The procedure varies a bit. In all the cases I’ve experienced, it was local anesthesia with one or more injections of anesthetic. The injections may sting a bit (both the needle and the drug), but after that there’s no pain.
I’ve experienced three different technqiues.
a metal tube with a sharpened edge is pushed into the mole, making a circular cut. The doc then grabs the mole with forceps, lifts it proud of the surrounding skin and then cuts it free. The metal tube may or may not be larger than the mole itself. If it’s big enough, you may need a stitch to close the resulting wound.
the doc uses a scalpel to shave the top layer of the mole off, leaving the skin beneath intact.
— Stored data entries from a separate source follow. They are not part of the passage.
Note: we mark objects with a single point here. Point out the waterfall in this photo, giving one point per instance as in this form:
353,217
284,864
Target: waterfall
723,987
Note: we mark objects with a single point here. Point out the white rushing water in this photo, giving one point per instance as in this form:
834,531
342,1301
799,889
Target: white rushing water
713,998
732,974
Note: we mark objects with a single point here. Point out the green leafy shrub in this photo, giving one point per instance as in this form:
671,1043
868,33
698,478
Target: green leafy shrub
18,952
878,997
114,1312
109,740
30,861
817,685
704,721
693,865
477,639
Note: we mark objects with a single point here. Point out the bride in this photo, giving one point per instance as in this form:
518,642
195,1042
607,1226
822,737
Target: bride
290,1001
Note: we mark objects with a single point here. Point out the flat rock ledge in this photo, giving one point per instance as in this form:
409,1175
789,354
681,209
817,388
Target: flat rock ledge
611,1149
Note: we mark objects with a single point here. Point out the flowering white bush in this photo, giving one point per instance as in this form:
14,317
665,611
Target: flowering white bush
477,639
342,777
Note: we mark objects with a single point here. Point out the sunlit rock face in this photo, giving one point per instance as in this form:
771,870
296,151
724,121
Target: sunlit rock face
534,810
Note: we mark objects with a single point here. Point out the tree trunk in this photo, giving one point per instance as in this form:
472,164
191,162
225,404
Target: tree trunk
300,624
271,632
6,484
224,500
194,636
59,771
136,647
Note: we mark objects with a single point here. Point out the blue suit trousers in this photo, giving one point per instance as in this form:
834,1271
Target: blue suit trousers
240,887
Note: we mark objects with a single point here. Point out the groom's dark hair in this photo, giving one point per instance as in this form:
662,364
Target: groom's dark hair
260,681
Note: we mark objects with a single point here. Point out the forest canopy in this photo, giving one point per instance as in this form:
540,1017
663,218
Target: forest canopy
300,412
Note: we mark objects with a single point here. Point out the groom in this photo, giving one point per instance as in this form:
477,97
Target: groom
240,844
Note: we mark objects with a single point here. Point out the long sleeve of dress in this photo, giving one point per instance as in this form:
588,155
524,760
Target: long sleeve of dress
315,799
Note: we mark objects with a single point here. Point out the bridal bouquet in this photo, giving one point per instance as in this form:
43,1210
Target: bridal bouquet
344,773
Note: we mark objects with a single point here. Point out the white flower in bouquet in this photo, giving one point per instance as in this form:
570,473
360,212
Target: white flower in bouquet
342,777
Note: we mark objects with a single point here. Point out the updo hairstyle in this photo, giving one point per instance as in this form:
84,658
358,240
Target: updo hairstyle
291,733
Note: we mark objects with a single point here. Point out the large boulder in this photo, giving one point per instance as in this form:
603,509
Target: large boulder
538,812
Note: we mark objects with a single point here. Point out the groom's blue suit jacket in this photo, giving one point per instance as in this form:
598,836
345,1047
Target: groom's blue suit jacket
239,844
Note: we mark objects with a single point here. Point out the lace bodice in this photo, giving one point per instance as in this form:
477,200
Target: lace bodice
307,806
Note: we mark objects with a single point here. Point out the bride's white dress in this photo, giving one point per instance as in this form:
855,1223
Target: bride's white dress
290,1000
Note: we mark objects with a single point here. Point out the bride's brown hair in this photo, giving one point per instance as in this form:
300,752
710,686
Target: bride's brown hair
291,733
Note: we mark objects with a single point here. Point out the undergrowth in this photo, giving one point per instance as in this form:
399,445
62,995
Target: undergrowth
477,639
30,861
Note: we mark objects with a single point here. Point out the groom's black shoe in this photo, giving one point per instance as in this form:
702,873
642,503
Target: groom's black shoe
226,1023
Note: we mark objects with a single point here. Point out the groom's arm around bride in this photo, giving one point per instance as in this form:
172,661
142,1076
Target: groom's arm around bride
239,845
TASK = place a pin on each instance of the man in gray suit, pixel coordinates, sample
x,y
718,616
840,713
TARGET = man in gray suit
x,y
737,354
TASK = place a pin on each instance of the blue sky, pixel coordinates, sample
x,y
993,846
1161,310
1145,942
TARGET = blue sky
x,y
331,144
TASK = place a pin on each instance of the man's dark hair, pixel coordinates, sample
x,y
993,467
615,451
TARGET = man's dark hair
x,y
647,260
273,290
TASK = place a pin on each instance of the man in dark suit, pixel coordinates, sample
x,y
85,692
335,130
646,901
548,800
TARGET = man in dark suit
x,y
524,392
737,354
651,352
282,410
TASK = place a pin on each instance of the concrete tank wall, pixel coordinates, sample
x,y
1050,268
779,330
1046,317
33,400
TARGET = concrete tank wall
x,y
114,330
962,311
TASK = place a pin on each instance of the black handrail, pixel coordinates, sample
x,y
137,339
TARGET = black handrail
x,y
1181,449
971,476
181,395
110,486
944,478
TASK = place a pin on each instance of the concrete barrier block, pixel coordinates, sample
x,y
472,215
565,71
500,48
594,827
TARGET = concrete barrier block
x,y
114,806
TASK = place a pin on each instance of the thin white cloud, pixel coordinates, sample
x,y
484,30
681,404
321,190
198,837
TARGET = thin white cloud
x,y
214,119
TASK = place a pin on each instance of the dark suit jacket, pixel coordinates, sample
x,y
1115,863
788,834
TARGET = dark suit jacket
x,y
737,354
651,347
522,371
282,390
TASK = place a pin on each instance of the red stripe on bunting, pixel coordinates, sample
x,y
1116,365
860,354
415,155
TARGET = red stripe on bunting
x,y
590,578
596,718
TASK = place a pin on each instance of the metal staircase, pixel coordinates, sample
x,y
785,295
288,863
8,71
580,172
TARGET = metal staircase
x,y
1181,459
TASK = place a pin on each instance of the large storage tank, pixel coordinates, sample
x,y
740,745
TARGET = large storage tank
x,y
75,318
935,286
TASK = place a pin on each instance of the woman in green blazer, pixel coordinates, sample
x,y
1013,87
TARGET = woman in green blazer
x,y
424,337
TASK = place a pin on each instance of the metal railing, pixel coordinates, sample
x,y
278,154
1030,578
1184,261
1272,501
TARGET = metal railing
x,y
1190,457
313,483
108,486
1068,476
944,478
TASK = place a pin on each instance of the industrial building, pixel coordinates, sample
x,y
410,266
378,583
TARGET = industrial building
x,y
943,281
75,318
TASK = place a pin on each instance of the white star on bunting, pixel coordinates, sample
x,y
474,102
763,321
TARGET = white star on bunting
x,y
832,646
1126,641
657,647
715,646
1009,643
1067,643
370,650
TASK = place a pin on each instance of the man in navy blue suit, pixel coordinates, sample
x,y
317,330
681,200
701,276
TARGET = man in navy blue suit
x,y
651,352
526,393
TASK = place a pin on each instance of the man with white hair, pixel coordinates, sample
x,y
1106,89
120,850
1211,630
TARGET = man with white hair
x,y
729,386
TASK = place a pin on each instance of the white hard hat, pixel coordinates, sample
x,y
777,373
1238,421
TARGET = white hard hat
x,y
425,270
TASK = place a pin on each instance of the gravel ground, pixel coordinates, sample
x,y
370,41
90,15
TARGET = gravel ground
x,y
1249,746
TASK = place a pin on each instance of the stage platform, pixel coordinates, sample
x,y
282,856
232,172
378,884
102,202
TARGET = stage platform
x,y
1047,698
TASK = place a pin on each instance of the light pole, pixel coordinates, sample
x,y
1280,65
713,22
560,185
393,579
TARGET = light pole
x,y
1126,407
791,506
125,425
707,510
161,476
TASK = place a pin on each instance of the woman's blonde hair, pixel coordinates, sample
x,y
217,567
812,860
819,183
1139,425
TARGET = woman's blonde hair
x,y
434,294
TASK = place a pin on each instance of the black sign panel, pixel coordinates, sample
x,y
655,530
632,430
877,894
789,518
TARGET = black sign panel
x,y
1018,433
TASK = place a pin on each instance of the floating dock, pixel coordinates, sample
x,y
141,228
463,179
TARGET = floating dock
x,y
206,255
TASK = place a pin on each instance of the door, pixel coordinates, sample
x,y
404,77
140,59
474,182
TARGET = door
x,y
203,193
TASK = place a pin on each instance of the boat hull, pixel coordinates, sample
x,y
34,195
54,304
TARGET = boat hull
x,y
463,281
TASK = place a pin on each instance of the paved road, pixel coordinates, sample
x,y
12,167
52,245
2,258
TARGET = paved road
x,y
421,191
If they’re more concerned about the nature of the mole, they’ll remove the entire thing, along with the skin beneath it, plus a margin of healthy skin around it. I had one taken off of my back 11 years ago like this. They made a “football”-shaped cut (like the patches on this plywood) around the mole, and then removed the full depth of skin. Five stitches were required to pull the opposite sites of the “football” back together. They cut a football shape rather than a circular shape so the skin doesn’t end up wrinkled or puckered when the pull the opposite sides together. In my case, the biopsy of this partular mole came back as “atypical,” meaning it wasn’t yet cancerous, but it had the potential to become cancerous at a later date, so removing the whole thing along with a clean margin was the right choice.
In all cases, there wasn’t much pain after the fact. The stitches were a minor annoyance, in that the pulled uncomfortably on my skin if I stretched the area, but that was easily avoided until the stitches were removed a week later.